Annual bonus 2014/15

Mr Philips will be eligible for an annual bonus in respect of the financial year 2014/15 subject to the applicable performance conditions. The amount of the bonus to be paid will be agreed by the Remuneration Committee in March 2015 and disclosed in the 14/15 DRR. Any bonus due to Mr Philips will be paid in cash.

Mr Philips will not be eligible for an annual bonus in respect of the financial year 2015/16.

Share awards under the Deferred Share Bonus Plan (DSBP) and Long Term Incentive Plan (LTIP)

DSBP: Mr Philips 237,592 deferred shares will vest in full in accordance with the rules of the DSBP and the approved Directors’ remuneration policy. The share award will vest on 12 March 2015 when the Company comes out of close period. These shares relate to annual bonus in respect of the 2011/12 financial year and are shares which were due to vest in March 2015. Mr Philips will also receive a cash payment of £86,388 gross equivalent to dividends accrued on his deferred shares from March 2012 to the date of vesting.

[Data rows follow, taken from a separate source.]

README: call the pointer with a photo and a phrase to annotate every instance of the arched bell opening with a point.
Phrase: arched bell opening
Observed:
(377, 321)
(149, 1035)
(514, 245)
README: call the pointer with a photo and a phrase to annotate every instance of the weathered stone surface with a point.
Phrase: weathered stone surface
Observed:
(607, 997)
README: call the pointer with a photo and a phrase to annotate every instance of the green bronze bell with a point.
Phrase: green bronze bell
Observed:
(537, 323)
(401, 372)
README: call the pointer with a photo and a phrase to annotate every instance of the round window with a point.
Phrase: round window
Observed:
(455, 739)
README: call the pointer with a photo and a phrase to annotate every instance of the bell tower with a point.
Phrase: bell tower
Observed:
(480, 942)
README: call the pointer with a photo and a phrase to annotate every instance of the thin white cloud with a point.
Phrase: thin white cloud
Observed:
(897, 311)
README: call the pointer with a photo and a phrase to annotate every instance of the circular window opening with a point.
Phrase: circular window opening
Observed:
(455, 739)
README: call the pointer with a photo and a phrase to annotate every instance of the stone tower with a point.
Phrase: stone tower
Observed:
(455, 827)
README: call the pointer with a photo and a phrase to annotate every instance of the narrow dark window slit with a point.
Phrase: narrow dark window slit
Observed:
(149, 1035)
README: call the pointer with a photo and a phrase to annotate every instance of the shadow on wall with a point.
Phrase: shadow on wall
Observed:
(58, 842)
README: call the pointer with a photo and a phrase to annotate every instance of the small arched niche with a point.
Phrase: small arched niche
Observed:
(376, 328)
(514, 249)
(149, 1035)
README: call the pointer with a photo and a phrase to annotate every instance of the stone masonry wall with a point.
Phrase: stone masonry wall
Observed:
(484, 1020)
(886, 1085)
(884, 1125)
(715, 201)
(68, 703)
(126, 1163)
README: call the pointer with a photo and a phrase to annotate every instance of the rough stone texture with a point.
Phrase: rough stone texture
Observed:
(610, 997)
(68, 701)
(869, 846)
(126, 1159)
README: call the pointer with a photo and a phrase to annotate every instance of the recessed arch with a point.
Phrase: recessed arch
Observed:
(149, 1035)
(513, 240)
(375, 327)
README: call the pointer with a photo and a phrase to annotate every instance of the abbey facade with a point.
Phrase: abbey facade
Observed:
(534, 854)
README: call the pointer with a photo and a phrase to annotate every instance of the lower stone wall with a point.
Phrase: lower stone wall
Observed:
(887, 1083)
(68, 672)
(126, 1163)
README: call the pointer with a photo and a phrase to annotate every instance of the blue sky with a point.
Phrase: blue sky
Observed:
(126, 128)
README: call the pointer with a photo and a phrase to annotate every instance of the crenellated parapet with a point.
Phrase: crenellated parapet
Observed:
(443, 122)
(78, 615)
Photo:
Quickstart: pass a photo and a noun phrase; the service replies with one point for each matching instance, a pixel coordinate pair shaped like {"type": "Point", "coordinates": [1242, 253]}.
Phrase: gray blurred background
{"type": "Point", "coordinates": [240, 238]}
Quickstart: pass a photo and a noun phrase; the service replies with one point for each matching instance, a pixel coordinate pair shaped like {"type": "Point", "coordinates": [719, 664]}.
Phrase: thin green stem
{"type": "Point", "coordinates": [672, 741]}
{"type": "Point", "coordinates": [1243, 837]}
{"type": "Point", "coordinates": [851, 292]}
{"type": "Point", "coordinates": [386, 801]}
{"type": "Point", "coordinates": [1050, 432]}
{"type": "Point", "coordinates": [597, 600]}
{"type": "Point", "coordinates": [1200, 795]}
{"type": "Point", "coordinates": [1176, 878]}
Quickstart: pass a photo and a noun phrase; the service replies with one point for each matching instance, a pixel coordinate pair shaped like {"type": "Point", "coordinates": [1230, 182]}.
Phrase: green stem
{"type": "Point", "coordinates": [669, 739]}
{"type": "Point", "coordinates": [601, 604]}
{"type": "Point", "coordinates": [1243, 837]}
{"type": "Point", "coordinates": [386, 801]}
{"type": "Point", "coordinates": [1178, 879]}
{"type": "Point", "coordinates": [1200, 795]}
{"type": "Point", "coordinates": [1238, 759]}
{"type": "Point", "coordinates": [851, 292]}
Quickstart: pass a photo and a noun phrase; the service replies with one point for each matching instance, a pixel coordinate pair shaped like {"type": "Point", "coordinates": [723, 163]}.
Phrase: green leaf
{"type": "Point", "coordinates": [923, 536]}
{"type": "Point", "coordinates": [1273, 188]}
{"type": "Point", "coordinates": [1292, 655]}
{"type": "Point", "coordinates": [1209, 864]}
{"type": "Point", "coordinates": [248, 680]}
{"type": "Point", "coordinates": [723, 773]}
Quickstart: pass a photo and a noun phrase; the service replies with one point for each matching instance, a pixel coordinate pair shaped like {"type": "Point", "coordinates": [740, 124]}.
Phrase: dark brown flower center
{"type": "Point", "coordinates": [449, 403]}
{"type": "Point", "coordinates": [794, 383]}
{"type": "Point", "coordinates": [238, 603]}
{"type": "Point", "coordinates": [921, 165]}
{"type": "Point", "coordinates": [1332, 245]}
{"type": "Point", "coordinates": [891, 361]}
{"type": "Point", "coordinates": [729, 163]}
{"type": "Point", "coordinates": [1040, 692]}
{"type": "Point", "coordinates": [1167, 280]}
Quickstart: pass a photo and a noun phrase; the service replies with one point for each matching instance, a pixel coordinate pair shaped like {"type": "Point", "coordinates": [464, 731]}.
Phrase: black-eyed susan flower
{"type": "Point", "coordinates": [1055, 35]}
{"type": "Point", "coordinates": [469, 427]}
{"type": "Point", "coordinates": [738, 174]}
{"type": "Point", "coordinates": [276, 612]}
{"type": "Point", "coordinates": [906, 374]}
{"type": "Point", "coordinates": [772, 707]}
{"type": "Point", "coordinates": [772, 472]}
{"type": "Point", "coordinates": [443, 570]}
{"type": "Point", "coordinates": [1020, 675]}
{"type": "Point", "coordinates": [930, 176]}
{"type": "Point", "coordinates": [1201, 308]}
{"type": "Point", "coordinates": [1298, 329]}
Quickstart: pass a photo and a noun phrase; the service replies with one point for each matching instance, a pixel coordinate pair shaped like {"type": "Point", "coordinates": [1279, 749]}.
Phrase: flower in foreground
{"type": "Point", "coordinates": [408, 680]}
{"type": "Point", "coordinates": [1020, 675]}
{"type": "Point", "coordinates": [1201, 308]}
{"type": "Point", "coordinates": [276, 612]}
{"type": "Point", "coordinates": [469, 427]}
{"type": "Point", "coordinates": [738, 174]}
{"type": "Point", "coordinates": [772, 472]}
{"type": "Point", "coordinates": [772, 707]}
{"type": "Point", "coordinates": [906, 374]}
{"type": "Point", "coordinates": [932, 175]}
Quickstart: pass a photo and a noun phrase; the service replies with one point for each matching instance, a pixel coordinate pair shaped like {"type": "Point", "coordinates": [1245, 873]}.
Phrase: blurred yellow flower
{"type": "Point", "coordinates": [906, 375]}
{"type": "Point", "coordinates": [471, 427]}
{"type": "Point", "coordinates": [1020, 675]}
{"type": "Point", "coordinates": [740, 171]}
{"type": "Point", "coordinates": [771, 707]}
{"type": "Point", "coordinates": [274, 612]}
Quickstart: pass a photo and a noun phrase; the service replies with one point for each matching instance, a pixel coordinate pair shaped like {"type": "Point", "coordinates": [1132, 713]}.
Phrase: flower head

LTIP: Mr Philips holds outstanding LTIP awards granted in 2012, 2013 and 2014. Subject to the achievement of the applicable performance conditions these awards (including dividend equivalents) may vest on the normal vesting date (three years from the date of grant). Awards have been reduced for time pro-rating calculated from the respective dates of grant to 13 April 2015. The number of shares under award after reduction for time pro-rating are 2012: 802,878, 2013: 550,999 and 2014: 269,696.

Legal and other expenses

The Company has agreed to pay Mr Philips legal and other advisory fees in connection with his loss of office arrangements. In total, these fees are £20,230 plus VAT.

Retention of computer equipment

Mr Philips will also retain the laptop, iPad and iPhone provided by the Company and used by Mr Philips during his time in office, valued at £1,000.

No further payments will be made to Mr Philips in connection with his loss of office.